# Select random and unique elements from a vector

 Refresh April 2019 Views 38 time
1

Say I have a simple vector with repeated elements:

``````a <- c(1,1,1,2,2,3,3,3)
``````

Is there a way to randomly select a unique element from each of the repeated elements? I.e. one random draw pointing which elements to keep would be:

``````1,4,6 ## here I selected the first 1, the first 2 and the first 3
``````

And another:

``````1,5,8 ## here I selected the first 1, the second 2  and the third 3
``````

I could do this with a loop for each repeated elements, but I am sure there must be a faster way to do this?

EDIT:

Ideally the solution should also always select a particular element if it is already a unique element. I.e. my vector could also be:

``````b <- c(1,1,1,2,2,3,3,3,4) ## The number four is unique and should always be drawn
``````

4

Using base R `ave` we could do something like

``````unique(ave(seq_along(a), a, FUN = function(x) if(length(x) > 1) head(sample(x), 1) else x))
# 3 5 6

unique(ave(seq_along(a), a, FUN = function(x) if(length(x) > 1) head(sample(x), 1) else x))
# 3 4 7
``````

This generates an index for every value of `a`, grouped by `a` and then selects one random index value in each group.

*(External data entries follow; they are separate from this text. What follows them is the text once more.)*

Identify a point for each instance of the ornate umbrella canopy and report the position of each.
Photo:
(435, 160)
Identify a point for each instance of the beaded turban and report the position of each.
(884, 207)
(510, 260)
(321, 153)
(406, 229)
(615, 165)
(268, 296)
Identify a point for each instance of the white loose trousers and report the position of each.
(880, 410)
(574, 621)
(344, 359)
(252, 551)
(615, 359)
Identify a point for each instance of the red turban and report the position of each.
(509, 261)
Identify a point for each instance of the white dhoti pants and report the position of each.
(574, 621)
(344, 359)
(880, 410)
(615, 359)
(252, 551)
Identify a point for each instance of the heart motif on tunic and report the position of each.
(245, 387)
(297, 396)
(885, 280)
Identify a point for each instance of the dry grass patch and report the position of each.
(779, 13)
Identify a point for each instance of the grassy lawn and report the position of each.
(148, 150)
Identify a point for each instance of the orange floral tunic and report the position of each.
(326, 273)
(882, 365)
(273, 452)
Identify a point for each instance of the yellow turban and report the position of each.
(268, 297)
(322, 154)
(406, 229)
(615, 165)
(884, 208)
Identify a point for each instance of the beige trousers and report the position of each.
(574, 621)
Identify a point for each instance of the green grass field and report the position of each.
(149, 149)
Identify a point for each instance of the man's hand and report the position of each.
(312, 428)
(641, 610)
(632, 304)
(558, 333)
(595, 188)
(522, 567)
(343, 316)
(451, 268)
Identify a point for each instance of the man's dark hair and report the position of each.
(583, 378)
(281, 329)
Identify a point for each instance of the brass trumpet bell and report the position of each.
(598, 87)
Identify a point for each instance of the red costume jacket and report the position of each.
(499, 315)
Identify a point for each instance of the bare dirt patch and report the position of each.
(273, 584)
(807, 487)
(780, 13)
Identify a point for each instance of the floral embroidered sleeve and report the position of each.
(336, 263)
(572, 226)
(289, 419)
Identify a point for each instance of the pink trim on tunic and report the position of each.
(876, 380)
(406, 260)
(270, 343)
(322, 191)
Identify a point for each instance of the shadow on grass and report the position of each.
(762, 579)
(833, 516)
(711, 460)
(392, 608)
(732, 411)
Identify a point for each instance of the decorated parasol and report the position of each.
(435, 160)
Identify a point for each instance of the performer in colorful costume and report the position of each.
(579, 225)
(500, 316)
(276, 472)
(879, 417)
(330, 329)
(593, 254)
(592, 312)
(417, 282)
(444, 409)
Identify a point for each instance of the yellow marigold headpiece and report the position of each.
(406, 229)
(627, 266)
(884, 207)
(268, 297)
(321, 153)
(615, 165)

Using same logic with `sapply` and `split`

``````sapply(split(seq_along(a), a), function(x) if(length(x) > 1) head(sample(x), 1) else x)
``````

And it would also work with `tapply`

``````tapply(seq_along(a), a, function(x) if(length(x) > 1) head(sample(x), 1) else x)
``````

The reason why we need to check the `length` (`if(length(x) > 1)`) is because from `?sample`

If x has length 1, is numeric (in the sense of is.numeric) and x >= 1, sampling via sample takes place from 1:x.

Hence, when there is only one number (`n`) in `sample()`, it takes `sample` from `1:n` (and not `n`) so we need to check it's length.